No one group will get all they want from this legislation - not Aboriginal people, not industry, not governments.

But the national interest will be served, and only the Commonwealth legislation is capable of serving it.

As you know, at the moment Western Australia disagrees with the Commonwealth approach and is trying to "go it alone."

Going it alone is not the answer. Ultimately, the Commonwealth law will prevail over the Western Australian legislation and in the meantime uncertainty will only continue.

There is only one way to provide certainty - and that is with a single, uniform, national approach, a fair and predictable set of rules which everyone can work with.

This is not just my view, it is the view of seven out of our eight States and Territories, all of whom believe this legislation can work.

With the challenge of Mabo effectively met - with native title efficiently brought within our land management system, we can move on.
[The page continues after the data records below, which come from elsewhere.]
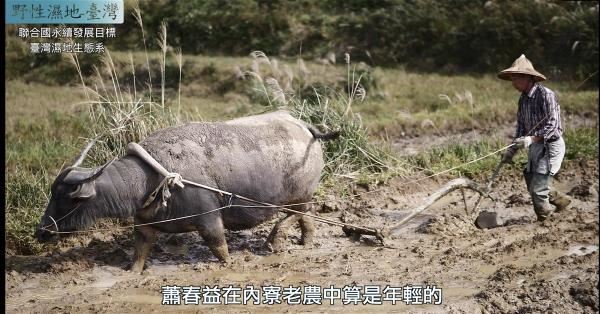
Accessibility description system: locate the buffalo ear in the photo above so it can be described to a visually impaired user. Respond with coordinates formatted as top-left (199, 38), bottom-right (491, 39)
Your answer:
top-left (69, 181), bottom-right (96, 199)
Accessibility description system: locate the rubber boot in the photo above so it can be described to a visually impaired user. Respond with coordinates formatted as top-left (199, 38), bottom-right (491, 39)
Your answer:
top-left (534, 206), bottom-right (553, 221)
top-left (548, 190), bottom-right (571, 212)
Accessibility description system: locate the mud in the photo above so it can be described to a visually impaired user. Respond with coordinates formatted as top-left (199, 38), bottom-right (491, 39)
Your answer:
top-left (5, 161), bottom-right (599, 313)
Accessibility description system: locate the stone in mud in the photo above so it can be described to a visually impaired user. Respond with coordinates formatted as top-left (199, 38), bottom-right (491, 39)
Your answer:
top-left (475, 211), bottom-right (504, 229)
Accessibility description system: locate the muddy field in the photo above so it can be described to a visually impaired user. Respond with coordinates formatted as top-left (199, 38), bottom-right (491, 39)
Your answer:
top-left (5, 155), bottom-right (599, 313)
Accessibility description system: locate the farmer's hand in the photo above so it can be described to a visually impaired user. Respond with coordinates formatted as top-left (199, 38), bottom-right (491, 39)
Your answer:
top-left (513, 136), bottom-right (533, 148)
top-left (501, 148), bottom-right (515, 164)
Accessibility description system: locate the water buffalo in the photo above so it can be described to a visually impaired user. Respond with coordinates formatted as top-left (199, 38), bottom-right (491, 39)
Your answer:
top-left (35, 111), bottom-right (338, 272)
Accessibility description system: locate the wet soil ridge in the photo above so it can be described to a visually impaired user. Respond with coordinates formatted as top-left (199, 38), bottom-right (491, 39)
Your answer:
top-left (5, 161), bottom-right (599, 313)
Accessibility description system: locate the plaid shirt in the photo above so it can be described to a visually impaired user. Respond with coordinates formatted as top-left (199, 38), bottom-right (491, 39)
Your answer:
top-left (515, 83), bottom-right (563, 142)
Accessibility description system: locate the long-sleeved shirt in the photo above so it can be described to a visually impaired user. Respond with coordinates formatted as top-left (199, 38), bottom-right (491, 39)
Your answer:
top-left (515, 83), bottom-right (563, 142)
We can move on to see Mabo as a tremendous opportunity it is.

An opportunity to right an historic wrong.

An opportunity to transcend the history of dispossession.

An opportunity to restore the age-old link between Aboriginal land and culture.

An opportunity to heal a source of bitterness.

An opportunity to recognise Aboriginal culture as a defining element of our nationhood and culture - and to make clear that this Australia, this modern, free and tolerant Australia can be a secure and bountiful place for all - including the first Australians.